The limitation to this source, like many other sources, is that I didn’t find that they had enough examples of photographs showing each of their techniques. For instance, they only had one picture for each of the candid, action and posed pages which lead me to believe that either not enough time was put into this article or the photographer simply couldn’t capture what he needed. However, this makes me want to be able to try out all of the techniques the author mentioned and prove his points even more than he could.
8. Smith, Brian. Secrets of Great Portrait Photography: Photographs of the Famous and Infamous. San
Francisco: New Riders, 2013. Print.
This was definitely one of the coolest sources that I found in my search. Brian Smith is an incredible photographer and has been doing it for many years according to his book, which I believe makes him an expert and a credible source.
While this book focuses on all aspects of portrait photography, what I noticed and found particularly helpful in this book was his use of color and how he used the skin color, outfits and backgrounds to create beautiful portrait photography. For example, he took a beautiful picture of an actress in a red dress with red lipstick against a red curtain.
Originally, I thought that it would look silly if almost everything in the photo was the same color or even in the same color scheme, but his purpose in that photograph was to make the actress’ ivory skin stand out and in the end, it made for a stunning photograph.
While this was an incredible book that I learned a lot from, the one downside was that it was extremely expensive so I couldn’t buy it. However, I am happy that I was able to find it, read it, take notes on it and have it overall be useful in my capstone.

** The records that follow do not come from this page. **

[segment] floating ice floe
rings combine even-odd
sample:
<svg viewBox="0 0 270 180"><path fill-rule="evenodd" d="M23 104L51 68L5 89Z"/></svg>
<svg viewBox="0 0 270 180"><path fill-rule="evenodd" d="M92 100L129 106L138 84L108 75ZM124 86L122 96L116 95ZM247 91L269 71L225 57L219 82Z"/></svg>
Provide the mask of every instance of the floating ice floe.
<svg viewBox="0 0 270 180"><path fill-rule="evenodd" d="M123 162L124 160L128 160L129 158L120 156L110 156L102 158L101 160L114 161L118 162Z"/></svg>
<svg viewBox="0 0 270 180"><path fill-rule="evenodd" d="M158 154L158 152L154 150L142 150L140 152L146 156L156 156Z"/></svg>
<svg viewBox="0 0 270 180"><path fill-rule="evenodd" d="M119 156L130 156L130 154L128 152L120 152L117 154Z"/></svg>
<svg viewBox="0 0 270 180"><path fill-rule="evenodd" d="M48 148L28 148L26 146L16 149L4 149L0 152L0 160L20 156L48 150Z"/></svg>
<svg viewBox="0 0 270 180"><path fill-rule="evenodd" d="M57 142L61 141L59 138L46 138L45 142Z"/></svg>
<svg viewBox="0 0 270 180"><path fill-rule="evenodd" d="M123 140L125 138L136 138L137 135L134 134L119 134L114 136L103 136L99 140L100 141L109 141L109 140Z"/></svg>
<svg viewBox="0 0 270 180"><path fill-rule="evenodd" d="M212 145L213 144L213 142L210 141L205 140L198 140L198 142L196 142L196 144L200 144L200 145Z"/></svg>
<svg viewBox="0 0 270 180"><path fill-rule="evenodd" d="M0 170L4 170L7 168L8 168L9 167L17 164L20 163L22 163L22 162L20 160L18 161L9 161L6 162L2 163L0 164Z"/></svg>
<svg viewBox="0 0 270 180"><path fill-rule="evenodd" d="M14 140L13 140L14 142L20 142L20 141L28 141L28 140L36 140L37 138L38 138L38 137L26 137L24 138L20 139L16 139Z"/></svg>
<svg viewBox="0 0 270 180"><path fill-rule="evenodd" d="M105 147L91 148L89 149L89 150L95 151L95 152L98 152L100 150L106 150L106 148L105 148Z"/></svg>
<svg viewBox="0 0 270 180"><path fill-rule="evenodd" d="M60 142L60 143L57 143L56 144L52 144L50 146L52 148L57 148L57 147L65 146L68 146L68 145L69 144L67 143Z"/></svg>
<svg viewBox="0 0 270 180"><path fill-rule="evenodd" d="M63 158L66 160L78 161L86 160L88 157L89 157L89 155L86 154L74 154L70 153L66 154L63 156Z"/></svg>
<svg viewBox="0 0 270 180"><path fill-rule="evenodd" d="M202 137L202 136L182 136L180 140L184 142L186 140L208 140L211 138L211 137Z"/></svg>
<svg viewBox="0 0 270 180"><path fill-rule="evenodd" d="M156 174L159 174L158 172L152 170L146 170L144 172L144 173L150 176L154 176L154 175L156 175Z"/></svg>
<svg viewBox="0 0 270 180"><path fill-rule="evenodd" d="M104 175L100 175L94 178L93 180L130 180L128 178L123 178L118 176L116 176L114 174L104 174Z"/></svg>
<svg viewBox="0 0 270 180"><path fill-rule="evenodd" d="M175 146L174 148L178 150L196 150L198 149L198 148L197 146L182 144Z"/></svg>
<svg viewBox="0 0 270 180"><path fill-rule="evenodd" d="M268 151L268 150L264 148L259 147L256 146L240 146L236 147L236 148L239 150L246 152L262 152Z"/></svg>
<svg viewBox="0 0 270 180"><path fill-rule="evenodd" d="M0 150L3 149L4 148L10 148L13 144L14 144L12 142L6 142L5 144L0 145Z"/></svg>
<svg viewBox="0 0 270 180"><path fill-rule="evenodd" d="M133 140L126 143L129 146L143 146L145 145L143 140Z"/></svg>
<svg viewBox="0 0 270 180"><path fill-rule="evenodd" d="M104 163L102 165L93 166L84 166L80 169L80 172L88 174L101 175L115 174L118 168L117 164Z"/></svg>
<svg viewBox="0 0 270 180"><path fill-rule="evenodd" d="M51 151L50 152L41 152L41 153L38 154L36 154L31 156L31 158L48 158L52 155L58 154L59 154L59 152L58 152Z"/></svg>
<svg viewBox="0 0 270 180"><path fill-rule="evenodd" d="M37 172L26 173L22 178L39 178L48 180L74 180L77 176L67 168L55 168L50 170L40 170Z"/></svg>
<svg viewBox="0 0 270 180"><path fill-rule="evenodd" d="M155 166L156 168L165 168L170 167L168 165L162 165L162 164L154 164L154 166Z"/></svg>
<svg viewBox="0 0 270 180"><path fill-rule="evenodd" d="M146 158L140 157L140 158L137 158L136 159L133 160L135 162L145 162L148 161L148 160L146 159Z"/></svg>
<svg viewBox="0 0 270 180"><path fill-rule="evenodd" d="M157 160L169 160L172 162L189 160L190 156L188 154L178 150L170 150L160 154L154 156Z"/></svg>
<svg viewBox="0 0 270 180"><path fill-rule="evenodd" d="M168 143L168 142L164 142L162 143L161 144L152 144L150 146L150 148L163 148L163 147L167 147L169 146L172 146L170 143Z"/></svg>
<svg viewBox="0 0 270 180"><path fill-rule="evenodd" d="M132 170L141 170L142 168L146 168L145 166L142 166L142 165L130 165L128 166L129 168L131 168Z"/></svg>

9. Stitzer, Barbara. "How to Use Triangles to Improve Your Portraits Composition." Photodoto. N.p.,
23 Jan. 2015. Web. 28 Jan. 2015.
Even though I have taken a photography class and have been taking pictures for as long as I can remember (even though they weren’t always good), this is an aspect of photography that I’ve never quite realized but that this website brought up, which is extremely helpful. This source is all about using triangles in your portraits to make the pictures more balanced and appealing to the eye, which I will use specifically when I take group portraits.
I also know that this source is credible because one of my previous sources, the Digital Photography School, linked me to this website for further information. Therefore, through the sharing of reliable sources I was able to find this article and learn a lot from it.
10. Wilson, Jodi. "Photography: How to Capture Your Kids without Revealing Their Identity."
Practising Simplicity. N.p., 26 Jan. 2015. Web. 28 Jan. 2015.
This source is one of the most important ones to me because I will be using these skills in one of my most important shoots. It is one thing to be able to capture the identity of someone well and create a beautiful portrait, but another thing to keep the identity hidden and still capture the essence of someone in a photograph, which is what the website taught me to do and how I will use it.
This source might not be completely credible because it is a blog written by a woman named Jodi Wilson, but since all of these photography websites are opinions and tips anyway, not facts, I’m not bothered by the fact that every single thing that she writes might not be true.
However, that being said, I think that all of the points that she brings up are awesome and will really help me in my photoshoots.